Muitos minutos se passaram enquanto Paulo, desesperadamente, refletia sobre o que fazer com aquele papel. Jogar ou não jogar o papel sujo no chão do banheiro – eis a questão!
Ainda suava com a simples idéia de jogar o papel no chão, quando seu amigo, nosso educadíssimo anfitrião gritou lá de fora:
- Está tudo bem Paulo? Você está precisando de alguma coisa?
Ao que Paulo de um salto responde:
- Não. Está tudo bem. Eu estou bem. Saio em um minuto.
Não vou ser o assunto da segunda-feira! Ah, mas não vou mesmo! Sem pensar nem mais um segundo, enfiou o papel sujo, meticulosamente dobrado dentro do bolso de trás da calça, onde estava a carteira, lavou as mãos e saiu.
De volta à mesa, o assunto ainda era a especialização do conviva à direita. Entretanto, percebeu que já havia petiscos para saborearem, alguns doces e uma salada de frutas para cada lugar posto. Dois convidados, que haviam notado sua ausência, comentaram:
- Nossa como você demorou!
- A fila do banheiro estava grande?
- Sabe como é, o pessoal exagera nos docinhos nessas festas – respondeu Paulo rapidamente, virando-se para seu companheiro que realizava os últimos esforços para prolongar o assunto da especialização.
- Salada, docinhos, salgados e, finalmente o bolo. Duas horas haviam se passado e Paulo preparava-se para as despedidas quando percebeu que seu chefe encaminhava-se até a sua mesa. Endireitou a postura preparando-se para cumprimentá-lo – há meses tentava mostrar-lhe um novo projeto e nunca tinha oportunidade de falar-lhe o suficiente, rodeado que o chefe sempre estava dos demais empregados. Sabia que desta vez não seria diferente, mas não lhe custava endireitar-se.
- Boa tarde pessoal! Saudou calorosamente o superior.
Cumprimento ao qual todos responderam prontamente
- Paulo você estava querendo me falar sobre algo não era? Ainda está com aquele cartão com o endereço do site no qual está descrito seu projeto?
- Sim chefe! Estou com ele bem aqui em minha carteira. Tão entusiasmado estava de ver que o chefe não apenas lembrara-se do seu nome como também do seu projeto, que Paulo esquecera-se completamente do outro objeto que havia guardado em seu bolso duas horas antes.

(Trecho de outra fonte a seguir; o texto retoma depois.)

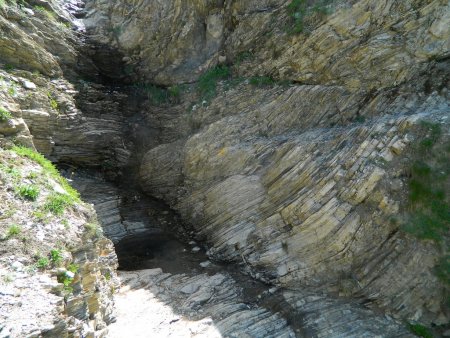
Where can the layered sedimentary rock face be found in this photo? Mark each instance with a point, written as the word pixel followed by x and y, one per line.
pixel 294 158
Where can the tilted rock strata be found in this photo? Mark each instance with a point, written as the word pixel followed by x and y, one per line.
pixel 35 301
pixel 307 208
pixel 361 45
pixel 214 306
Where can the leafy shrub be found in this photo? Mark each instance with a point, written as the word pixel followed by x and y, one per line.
pixel 29 192
pixel 4 115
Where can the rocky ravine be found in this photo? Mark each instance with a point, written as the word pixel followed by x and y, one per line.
pixel 303 184
pixel 300 183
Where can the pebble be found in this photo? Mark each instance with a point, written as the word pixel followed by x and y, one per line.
pixel 28 85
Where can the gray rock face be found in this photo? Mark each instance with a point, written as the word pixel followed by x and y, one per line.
pixel 215 306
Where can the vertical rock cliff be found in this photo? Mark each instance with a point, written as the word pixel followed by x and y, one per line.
pixel 305 141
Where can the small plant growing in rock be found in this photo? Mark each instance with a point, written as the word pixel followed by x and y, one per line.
pixel 207 83
pixel 4 115
pixel 55 256
pixel 49 169
pixel 57 203
pixel 42 263
pixel 298 10
pixel 53 102
pixel 45 11
pixel 29 192
pixel 92 229
pixel 13 230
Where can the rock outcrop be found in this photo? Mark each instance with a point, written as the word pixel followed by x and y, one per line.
pixel 296 182
pixel 57 270
pixel 295 166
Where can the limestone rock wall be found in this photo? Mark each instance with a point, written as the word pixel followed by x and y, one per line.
pixel 362 45
pixel 300 182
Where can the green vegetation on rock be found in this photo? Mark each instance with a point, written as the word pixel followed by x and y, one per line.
pixel 299 9
pixel 428 204
pixel 57 203
pixel 207 83
pixel 50 170
pixel 4 115
pixel 13 230
pixel 29 192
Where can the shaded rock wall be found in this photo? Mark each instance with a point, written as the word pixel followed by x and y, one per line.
pixel 296 182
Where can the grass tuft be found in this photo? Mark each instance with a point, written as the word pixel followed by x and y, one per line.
pixel 29 192
pixel 13 230
pixel 57 203
pixel 49 168
pixel 5 115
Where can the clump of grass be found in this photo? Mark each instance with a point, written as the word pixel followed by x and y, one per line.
pixel 158 95
pixel 428 204
pixel 5 115
pixel 442 269
pixel 243 56
pixel 207 83
pixel 92 229
pixel 57 203
pixel 49 169
pixel 8 67
pixel 53 102
pixel 13 230
pixel 55 256
pixel 42 263
pixel 420 330
pixel 29 192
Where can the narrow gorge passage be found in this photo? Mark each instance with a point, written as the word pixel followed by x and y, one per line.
pixel 227 168
pixel 170 288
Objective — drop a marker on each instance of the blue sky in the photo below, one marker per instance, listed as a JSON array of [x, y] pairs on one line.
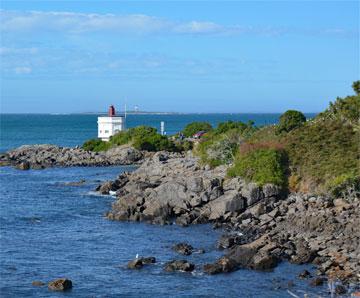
[[186, 56]]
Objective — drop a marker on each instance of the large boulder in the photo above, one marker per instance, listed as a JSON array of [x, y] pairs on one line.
[[271, 190], [222, 265], [195, 184], [24, 165], [62, 284], [253, 193], [183, 248], [179, 265], [231, 201]]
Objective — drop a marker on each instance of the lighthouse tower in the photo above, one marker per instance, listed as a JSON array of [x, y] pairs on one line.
[[110, 124]]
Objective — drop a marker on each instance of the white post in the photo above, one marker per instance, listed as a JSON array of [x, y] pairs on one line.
[[162, 127]]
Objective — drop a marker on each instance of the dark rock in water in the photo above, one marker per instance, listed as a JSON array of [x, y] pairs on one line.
[[106, 187], [252, 192], [223, 265], [138, 263], [304, 274], [75, 183], [271, 190], [24, 165], [340, 290], [179, 265], [135, 264], [318, 281], [183, 248], [62, 284], [226, 242], [264, 261], [303, 255], [148, 260]]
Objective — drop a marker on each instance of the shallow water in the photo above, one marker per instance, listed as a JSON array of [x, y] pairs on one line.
[[51, 230]]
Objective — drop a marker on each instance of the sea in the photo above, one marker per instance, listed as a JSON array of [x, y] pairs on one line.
[[51, 229]]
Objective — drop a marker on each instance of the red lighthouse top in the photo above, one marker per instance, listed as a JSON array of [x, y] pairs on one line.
[[111, 111]]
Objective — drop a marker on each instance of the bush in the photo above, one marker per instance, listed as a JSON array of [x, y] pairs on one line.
[[121, 138], [194, 127], [261, 166], [96, 145], [344, 109], [356, 87], [345, 186], [290, 120], [322, 150]]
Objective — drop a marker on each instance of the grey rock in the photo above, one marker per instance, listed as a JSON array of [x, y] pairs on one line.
[[183, 248], [231, 201], [179, 265], [62, 284], [252, 192]]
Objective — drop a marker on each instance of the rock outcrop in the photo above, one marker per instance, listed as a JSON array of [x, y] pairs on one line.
[[61, 284], [179, 265], [264, 226], [43, 156]]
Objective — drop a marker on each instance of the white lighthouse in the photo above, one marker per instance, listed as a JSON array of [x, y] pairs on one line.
[[110, 124]]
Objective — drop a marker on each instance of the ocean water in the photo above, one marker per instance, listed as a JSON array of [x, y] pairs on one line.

Sem perder tempo, tirou a carteira do bolso e a abriu sem perceber que alguma coisa havia se desgrudado desta e repousava, abrindo-se lentamente, sobre a mesa onde ainda se podiam ver pratos de salgados e alguns copos com salada.
- Enquanto ainda olhava para o chefe, Paulo percebeu que todos haviam desviado seus olhares da imponente autoridade e os dirigiam agora para um pequeno objeto branco com manchas marrons que repousava sobre a mesa e emanava um cheiro efetivamente desagradável.
- Por um breve momento, pensou em virar a mesa sobre todos aqueles hipócritas sentados diante dele e xingá-los com toda a espécie de palavrões que já os havia dirigido em seus pensamentos durante todos aqueles anos em que trabalharam juntos. Mas, em um lampejo de razão, e com os olhos obtusamente vazios, engoliu em seco, apanhou o papel higiênico sujo, agora totalmente desdobrado sobre a mesa, dobrou, guadou-o no mesmo bolso de onde o havia tirado e partiu sem olhar para trás.